Immer wieder ermahnt Dr. Martin Burger Valentin, sich zu mäßigen, doch leider ohne Erfolg. So wundert es niemanden, dass alle Pflegerinnen nach kurzer Zeit das Handtuch werfen. Als nun die bildhübsche junge Sarah Bach durch Vermittlung des Bergdoktors als Pflegerin auf den Talhuber-Hof kommt und Valentin bemerkt, dass sich zwischen Sarah und Moritz eine zarte Liebe anbahnt, sieht er rot. Er gönnt Moritz, diesem Kuckuckskind, nicht das Schwarze unter den Nägeln, und schon gar nicht, dass der Bursche glücklich wird. Und so ersinnt der boshafte Altbauer einen perfiden Plan, um genau das zu verhindern …
»Ich muss zugeben, Schatzerl, das war die beste Idee des Tages. So ein gemütlicher Spaziergang am Feierabend ist wirklich net zu verachten.« Dr. Martin Burger lächelte seiner Frau Sabine zufrieden zu. »Dabei fällt der Stress ganz von einem ab.«
Die zierliche Blondine mit den warmen braunen Augen erwiderte das Lächeln ihres Mannes entspannt.

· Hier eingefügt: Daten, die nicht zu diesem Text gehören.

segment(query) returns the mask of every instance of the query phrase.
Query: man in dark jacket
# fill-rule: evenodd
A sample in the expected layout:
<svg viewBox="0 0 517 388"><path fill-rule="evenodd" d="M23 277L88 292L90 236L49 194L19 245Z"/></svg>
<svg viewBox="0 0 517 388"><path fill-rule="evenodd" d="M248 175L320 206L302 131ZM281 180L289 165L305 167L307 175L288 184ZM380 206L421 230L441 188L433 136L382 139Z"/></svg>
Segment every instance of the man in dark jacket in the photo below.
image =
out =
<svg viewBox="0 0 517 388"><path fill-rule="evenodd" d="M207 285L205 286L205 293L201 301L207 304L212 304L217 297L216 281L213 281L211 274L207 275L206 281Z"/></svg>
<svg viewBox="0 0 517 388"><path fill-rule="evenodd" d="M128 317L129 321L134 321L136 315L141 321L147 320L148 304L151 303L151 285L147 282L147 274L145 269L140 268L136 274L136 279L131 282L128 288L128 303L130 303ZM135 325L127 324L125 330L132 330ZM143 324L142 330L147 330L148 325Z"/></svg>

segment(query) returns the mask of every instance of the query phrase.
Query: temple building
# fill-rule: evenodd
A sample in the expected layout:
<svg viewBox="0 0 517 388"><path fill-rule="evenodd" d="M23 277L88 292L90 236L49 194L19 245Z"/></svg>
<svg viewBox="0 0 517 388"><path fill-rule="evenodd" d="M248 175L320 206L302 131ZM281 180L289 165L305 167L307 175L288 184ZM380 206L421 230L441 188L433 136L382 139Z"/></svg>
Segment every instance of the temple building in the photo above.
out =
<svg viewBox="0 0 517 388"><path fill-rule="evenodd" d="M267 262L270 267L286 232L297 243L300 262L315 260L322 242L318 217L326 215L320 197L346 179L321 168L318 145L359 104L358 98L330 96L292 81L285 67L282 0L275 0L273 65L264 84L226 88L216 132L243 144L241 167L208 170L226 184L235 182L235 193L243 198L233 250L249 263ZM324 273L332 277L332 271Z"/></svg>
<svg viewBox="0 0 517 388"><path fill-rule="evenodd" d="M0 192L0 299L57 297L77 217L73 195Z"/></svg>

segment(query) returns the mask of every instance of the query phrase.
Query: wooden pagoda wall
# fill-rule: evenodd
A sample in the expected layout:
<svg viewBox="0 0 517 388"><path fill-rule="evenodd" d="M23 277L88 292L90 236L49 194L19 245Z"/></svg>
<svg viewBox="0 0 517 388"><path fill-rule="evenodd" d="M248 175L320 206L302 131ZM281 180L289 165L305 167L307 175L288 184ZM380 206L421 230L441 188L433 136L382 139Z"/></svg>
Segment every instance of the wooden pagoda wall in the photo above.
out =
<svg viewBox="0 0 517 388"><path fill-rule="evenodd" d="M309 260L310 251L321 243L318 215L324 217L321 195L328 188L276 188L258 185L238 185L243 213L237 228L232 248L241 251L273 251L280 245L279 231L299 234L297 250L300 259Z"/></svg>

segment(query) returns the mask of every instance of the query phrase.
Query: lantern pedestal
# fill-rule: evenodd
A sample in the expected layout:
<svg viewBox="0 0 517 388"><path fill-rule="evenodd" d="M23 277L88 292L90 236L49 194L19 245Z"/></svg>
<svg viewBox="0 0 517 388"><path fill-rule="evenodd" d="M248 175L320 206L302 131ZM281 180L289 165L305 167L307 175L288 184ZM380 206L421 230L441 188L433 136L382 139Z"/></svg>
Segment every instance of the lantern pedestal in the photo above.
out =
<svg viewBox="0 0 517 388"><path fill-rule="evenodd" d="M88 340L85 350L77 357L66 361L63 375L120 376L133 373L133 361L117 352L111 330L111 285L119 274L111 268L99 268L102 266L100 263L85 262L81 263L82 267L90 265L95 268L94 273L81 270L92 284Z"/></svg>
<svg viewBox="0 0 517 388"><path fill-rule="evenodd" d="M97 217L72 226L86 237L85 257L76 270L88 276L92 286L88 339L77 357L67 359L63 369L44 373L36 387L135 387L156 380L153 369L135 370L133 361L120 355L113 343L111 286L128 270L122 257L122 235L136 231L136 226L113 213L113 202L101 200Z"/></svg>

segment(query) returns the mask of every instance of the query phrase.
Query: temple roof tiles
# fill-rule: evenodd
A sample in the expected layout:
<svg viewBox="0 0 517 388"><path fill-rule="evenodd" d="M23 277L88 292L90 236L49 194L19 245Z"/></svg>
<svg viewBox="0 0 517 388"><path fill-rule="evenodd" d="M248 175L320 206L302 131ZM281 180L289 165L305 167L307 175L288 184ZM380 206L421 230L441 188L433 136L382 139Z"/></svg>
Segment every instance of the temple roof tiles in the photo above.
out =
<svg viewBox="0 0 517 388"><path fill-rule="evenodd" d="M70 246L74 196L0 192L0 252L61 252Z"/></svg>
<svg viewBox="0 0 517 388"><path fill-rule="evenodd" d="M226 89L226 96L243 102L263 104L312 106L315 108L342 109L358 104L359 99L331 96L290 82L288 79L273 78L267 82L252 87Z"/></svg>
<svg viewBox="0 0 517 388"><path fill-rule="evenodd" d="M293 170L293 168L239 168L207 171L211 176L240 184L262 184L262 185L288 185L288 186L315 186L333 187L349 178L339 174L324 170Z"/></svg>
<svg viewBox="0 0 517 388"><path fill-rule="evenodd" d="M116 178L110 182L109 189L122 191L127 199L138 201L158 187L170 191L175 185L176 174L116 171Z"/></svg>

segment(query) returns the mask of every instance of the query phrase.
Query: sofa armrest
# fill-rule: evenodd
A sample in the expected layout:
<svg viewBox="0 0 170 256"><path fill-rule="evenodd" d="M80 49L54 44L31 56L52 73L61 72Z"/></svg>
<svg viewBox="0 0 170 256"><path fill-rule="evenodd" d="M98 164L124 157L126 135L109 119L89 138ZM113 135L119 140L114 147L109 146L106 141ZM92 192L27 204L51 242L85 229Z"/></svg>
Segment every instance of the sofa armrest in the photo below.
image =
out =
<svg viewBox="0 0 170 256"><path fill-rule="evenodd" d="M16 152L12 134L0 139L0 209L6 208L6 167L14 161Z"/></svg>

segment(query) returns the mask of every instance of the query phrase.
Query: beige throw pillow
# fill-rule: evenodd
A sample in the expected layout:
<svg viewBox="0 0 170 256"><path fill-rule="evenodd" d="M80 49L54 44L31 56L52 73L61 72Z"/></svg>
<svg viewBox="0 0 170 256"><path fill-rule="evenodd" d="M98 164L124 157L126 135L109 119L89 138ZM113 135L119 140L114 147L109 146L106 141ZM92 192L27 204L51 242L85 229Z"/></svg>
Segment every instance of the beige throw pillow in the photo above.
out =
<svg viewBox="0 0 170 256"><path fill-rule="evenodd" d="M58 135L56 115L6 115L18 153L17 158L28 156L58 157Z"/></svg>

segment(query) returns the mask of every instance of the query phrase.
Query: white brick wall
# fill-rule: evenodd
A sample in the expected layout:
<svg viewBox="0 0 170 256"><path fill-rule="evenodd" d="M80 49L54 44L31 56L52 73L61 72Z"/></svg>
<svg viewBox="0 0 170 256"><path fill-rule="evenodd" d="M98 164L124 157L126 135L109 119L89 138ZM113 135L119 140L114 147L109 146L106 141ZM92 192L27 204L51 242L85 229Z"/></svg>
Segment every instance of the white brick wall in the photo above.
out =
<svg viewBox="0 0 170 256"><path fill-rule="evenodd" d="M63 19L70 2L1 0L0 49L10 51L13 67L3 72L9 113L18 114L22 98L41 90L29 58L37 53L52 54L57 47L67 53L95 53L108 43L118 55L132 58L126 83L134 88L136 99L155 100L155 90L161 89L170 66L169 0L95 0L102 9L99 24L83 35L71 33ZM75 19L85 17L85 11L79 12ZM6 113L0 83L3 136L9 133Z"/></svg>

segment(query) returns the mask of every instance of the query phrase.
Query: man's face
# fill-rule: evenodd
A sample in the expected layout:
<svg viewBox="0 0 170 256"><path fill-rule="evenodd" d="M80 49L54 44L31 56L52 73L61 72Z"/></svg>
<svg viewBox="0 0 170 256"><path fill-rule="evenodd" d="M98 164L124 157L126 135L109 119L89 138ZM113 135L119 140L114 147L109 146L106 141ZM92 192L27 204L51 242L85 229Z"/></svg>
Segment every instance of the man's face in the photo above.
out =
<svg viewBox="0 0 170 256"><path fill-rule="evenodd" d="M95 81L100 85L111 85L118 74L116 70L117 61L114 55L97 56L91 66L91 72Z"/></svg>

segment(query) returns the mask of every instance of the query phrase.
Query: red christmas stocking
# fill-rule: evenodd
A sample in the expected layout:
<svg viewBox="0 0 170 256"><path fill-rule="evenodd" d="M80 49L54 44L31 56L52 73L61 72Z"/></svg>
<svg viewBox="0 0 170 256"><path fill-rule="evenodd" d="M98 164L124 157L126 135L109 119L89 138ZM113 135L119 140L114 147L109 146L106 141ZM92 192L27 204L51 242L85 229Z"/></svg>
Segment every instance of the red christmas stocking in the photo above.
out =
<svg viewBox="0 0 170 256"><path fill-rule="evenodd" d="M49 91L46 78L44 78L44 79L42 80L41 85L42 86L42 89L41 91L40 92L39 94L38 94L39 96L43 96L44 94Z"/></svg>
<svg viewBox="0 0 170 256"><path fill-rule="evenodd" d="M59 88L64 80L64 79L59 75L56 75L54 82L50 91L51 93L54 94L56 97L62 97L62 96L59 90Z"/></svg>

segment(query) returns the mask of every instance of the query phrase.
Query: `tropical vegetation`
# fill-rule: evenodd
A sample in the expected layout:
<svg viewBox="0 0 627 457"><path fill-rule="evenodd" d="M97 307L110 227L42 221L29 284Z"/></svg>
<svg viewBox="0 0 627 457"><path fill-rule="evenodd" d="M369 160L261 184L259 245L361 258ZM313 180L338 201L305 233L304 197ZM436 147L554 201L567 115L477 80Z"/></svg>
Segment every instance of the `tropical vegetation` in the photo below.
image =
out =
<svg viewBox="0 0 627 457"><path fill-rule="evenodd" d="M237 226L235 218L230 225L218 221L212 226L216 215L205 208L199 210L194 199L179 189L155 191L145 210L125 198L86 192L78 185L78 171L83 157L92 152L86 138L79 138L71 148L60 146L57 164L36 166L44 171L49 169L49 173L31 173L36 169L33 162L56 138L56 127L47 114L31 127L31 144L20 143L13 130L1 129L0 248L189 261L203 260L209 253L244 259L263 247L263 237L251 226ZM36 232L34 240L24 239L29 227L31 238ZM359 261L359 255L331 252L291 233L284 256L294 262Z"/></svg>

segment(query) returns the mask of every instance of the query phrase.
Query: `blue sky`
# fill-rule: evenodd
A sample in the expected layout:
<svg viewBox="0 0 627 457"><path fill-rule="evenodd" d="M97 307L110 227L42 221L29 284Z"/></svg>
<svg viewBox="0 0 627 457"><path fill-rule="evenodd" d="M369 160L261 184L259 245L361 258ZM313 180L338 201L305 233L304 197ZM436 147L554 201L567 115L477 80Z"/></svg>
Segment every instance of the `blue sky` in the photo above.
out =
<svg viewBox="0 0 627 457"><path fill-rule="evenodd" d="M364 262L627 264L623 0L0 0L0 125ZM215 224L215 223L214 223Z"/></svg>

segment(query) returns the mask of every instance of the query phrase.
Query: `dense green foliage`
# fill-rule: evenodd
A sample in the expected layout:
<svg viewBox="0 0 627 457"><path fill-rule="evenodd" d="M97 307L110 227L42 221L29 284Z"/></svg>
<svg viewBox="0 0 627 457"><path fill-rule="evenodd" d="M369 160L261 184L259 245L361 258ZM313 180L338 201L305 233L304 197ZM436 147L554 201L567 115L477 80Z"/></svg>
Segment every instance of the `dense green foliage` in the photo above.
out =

»Nur gut, dass Vater sich erboten hat, den Telefondienst zu übernehmen, und unser Laura-Mauserl heute anstandslos eingeschlafen ist.«
»Es muss schon eins zum anderen kommen, damit wir uns ein freies Stünderl stehlen können«, sinnierte der hochgewachsene dunkelhaarige Mediziner, den die Menschen im Tal von St. Christoph respektvoll den Bergdoktor nannten.
»Du wirst halt allerweil gebraucht«, erinnerte Sabine ihn.
»Und du auch«, parierte er mit einem angedeuteten Schmunzeln. »Heut Abend allerdings nur von mir.«
Sie lachte und schmiegte sich an ihn. Hand in Hand spazierten sie durch die noch spätwinterliche Landschaft rund um die kleine Gemeinde, in der Martin Burger geboren und aufgewachsen war und die für seine zweite Frau Sabine auch längst zur Heimat geworden war.
St. Christoph lag am Ende des Zillertals, sozusagen im stillen Winkel. Und hier tickten die Uhren tatsächlich noch anders. Die Menschen waren bodenständig und hielten auf die Traditionen, die schon seit langer Zeit das Leben in diesem Landstrich bestimmten.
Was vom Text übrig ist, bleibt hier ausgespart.